Fig. 2

CCZ reduces PP-IX accumulation in experimental zebrafish, PMH, and fch/fch mouse EPP models. (A) Representative fluorescence images of EPP zebrafish larvae treated with the vehicle DMSO and CCZ at indicated concentrations. (B) Quantification of zebrafish liver PP-IX fluorescence as mean ± SD (9 ± 4%, 100 ± 20%, 78 ± 15%, 66 ± 14%, 56 ± 20%). (C) PP-IX levels in the zebrafish culture medium normalized to the level in the DMSO-treated controls (n ≥10 larvae per condition, N = 4 experiments). (D) Freshly isolated hepatocytes from FVB/N mice were treated with vehicle or ALA + DFO for 12 hours. Relative PP-IX fluorescence in the hepatocytes and culture medium is shown normalized to the level in the untreated ALA + DFO group. Data are shown as mean ± SD (N = 4 experiments). (E) fch/fch mice manifest increased % liver-to-body weight (LBW) ratio that is nearly double the ratio of wild-type (WT) mice (female fch: 9.3 ± 0.8%; female WT: 4.8 ± 0.1%; male fch: 10 ± 0.9%; male WT: 5.1 ± 0.3%). CCZ does not alter the LBW ratio. Data are shown as mean ± SD (n = 5–8 mice per group, N = 2 experiments). Statistical analysis was performed using the 1-way ANOVA test, ∗∗∗∗P < .0001. (F) fch/fch male and female mice were treated with PBS or CCZ. Representative H&E liver sections and quantification of PP-IX area in the male and female fch/fch mice is shown.

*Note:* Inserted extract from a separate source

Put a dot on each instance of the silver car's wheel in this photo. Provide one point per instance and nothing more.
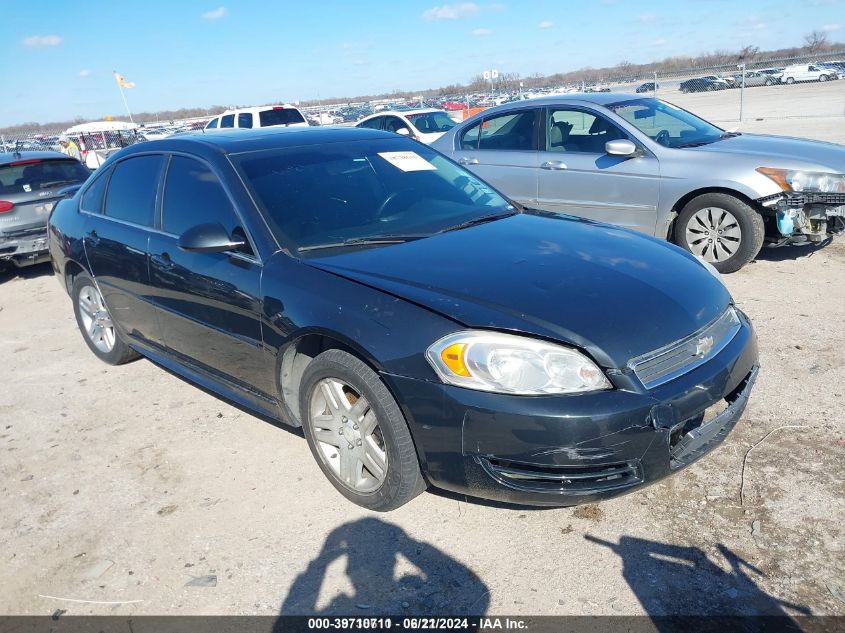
(713, 234)
(96, 322)
(347, 433)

Arrows indicate medium-sized PP-IX deposits (n = 8 mice per group, N = 2 experiments). (G) Quantification of total PP-IX counts in male (M) and female (F) fch/fch livers treated with vehicle (Veh/PBS) or CCZ. (H) Quantification of small-, medium-, and large-sized PP-IX deposits. Data are shown as mean ± SD (n = 8 mice/group, N = 2 experiments). For panels (B–D) and (F–H) statistical analysis was performed by 2-tailed Student t-test. ∗∗∗∗P < .0001; ∗∗∗P < .001; ∗∗P < .01; ∗P < .05.